Slow Down and Live

A new television advertisement designed to convince young men of the fatal risks of fast driving was screened for the first time…

A new television advertisement designed to convince young men of the fatal risks of fast driving was screened for the first time last night. The 30-second commercial, commissioned by the National Safety Council, shows a high-speed collision in which three people are killed but the driver survives, paralysed, to rue his recklessness. It will be screened intensively over the coming month and at intervals over the next three years. The campaign is the NSC's response to the shocking rate of road deaths among young men, who account for up to 30 per cent of the drivers killed each year on Irish roads. Mr Eddie Shaw, chairman of the NSC, remarked that "bravado, peer pressure and a sense of invincibility often leads young men to take risks while driving, without realising the danger of these risks."
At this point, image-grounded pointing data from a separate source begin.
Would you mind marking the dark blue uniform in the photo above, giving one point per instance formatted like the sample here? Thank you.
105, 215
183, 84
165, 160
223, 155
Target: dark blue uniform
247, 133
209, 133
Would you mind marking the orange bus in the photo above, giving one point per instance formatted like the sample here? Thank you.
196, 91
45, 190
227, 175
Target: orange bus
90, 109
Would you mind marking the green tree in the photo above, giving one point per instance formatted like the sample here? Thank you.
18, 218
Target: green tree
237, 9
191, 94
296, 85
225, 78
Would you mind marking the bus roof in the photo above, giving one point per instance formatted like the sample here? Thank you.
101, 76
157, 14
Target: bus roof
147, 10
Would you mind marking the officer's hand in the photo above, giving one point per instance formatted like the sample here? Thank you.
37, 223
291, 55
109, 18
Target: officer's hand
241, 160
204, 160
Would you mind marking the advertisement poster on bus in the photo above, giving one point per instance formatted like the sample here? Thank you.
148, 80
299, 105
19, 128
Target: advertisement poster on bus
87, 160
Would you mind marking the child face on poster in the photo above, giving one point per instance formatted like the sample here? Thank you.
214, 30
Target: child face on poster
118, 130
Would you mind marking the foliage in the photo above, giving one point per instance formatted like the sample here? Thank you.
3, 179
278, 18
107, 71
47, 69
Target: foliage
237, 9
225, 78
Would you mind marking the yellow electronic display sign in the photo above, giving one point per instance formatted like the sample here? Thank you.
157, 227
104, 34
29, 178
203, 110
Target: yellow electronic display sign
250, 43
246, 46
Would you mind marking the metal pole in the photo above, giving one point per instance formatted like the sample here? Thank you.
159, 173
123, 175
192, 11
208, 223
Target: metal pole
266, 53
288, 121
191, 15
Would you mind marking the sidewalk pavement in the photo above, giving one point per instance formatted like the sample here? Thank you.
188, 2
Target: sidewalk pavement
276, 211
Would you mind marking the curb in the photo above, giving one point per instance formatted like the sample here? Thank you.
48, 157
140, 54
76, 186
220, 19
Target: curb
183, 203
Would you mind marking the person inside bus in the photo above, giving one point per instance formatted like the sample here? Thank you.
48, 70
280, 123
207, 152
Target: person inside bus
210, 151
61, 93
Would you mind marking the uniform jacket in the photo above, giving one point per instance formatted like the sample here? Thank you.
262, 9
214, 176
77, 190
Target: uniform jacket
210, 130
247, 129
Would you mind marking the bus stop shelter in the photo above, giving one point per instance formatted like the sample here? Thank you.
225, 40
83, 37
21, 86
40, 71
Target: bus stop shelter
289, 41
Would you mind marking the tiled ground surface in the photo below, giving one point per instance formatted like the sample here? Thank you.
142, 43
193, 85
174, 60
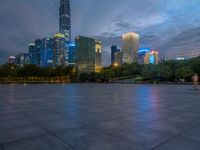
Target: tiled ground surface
99, 117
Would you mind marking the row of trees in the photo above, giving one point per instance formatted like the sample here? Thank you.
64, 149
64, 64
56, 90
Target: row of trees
171, 70
28, 73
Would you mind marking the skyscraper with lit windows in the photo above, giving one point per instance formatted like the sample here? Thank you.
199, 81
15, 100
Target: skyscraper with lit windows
130, 46
65, 19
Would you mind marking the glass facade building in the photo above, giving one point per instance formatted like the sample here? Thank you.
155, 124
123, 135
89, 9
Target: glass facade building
65, 19
59, 50
46, 54
88, 54
114, 49
130, 46
151, 58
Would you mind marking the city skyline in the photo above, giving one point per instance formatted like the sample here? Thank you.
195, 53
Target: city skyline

The NSC must of course be commended for trying to reduce the level of recklessness among young drivers, but it is hard to offer an unqualified welcome to the latest campaign - for two reasons. First, there is a suspicion that publicity designed to shock the viewer is subject to the law of diminishing returns and may even, over time, become counter-productive as what at first seemed shocking becomes mundane, even acceptable. Second, it is difficult to feel confident about the success of any road safety initiative, however praiseworthy, while the Government itself continues to treat this issue with a scandalous lack of urgency.
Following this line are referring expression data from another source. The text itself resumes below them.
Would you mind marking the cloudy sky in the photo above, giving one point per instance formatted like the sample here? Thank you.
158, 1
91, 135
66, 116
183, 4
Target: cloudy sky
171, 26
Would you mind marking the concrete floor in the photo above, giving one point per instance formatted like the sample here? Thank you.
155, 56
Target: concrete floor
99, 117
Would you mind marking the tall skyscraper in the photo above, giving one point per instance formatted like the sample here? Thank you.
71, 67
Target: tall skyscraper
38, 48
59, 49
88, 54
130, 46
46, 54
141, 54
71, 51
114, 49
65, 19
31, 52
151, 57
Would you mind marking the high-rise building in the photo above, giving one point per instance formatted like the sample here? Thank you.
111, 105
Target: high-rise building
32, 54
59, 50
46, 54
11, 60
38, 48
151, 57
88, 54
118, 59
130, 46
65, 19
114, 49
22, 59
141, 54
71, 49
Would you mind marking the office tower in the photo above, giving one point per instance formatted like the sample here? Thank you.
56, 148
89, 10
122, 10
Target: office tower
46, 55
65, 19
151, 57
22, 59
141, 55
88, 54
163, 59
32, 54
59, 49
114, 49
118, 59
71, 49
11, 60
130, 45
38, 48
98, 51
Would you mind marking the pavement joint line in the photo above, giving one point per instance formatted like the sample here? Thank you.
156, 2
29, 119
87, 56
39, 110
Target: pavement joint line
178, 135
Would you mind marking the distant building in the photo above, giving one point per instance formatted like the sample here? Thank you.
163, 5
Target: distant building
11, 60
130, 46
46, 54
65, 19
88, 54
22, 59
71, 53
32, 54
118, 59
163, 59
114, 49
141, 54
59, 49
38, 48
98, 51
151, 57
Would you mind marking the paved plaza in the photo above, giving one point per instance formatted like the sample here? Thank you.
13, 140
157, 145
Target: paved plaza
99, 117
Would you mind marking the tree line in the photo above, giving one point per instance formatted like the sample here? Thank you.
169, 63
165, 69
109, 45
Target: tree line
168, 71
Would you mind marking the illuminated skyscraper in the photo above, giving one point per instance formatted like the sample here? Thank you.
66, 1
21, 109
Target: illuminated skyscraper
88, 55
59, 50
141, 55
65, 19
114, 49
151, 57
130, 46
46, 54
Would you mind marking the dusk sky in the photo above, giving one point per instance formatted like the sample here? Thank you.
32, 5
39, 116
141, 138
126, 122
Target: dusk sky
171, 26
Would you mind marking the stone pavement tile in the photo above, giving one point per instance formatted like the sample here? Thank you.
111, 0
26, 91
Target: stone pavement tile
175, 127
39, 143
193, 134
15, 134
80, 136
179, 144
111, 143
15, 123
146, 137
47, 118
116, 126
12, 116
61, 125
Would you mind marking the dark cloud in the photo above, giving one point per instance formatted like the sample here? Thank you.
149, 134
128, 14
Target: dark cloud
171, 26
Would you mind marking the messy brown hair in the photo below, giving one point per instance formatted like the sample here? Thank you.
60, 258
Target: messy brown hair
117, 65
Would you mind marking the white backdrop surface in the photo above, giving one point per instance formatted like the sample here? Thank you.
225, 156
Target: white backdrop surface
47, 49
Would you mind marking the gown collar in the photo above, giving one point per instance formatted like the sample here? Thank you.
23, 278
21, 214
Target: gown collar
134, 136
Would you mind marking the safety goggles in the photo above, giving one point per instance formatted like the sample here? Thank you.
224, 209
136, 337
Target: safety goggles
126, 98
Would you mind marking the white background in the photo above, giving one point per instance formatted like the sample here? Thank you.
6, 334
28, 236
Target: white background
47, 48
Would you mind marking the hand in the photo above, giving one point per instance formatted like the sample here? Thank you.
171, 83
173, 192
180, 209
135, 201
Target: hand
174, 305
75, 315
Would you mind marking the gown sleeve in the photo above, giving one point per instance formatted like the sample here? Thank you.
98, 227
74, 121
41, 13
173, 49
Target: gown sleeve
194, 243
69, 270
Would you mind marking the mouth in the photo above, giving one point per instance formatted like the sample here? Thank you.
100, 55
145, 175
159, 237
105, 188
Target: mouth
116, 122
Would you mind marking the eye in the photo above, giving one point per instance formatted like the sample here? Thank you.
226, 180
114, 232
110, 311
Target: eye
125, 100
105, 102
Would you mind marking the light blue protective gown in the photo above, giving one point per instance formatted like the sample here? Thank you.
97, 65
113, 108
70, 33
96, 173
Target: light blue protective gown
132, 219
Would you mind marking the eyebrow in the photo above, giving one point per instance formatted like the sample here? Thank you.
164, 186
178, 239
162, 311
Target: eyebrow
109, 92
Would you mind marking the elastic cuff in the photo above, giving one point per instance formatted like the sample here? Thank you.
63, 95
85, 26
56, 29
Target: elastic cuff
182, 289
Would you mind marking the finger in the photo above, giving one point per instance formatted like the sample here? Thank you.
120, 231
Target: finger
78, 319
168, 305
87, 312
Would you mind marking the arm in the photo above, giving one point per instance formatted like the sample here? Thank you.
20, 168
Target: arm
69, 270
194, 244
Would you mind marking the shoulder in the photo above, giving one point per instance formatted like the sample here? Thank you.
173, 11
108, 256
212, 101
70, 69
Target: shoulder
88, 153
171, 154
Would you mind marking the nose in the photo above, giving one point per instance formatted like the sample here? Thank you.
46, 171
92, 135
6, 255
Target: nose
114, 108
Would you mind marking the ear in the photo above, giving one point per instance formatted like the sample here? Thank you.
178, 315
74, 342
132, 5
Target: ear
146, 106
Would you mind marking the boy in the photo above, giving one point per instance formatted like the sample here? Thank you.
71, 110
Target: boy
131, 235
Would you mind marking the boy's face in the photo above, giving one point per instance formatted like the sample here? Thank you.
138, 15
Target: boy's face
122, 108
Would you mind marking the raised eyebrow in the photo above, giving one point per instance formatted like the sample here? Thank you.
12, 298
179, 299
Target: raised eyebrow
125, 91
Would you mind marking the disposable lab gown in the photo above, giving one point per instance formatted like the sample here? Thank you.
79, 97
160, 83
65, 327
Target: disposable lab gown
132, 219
It is now close to two years since the Taoiseach launched the Government's road safety strategy, "The Road to Safety", amid much public relations fanfare. At that time he described the rate of road deaths as an unacceptable social problem that had to be tackled "immediately and systematically". Yet the Government has still not provided the finance for a new information technology system needed by the Garda to handle evidence from speed cameras, to process the huge increase in on-the-spot fines, and to introduce the long-promised "penalty points" system for driving offences. And there is still no sign of the legislation required for the latter.

Last October the National Safety Council published a report by Dr Peter Bacon which spelt out the monetary cost of road accidents and the monetary benefits of reducing them. The exercise was designed to demonstrate - not least to the Government - that investment in road safety programmes was well worth while, in terms of cold cash as well as human life. By estimating the cost of a death at over £750,000, a serious injury at £150,000, and so on, Dr Bacon argued that the national road safety strategy should save the State £536 million by 2002 - if implemented successfully. Given the lamentable efforts in this area to date, that "if" already looks impossibly big.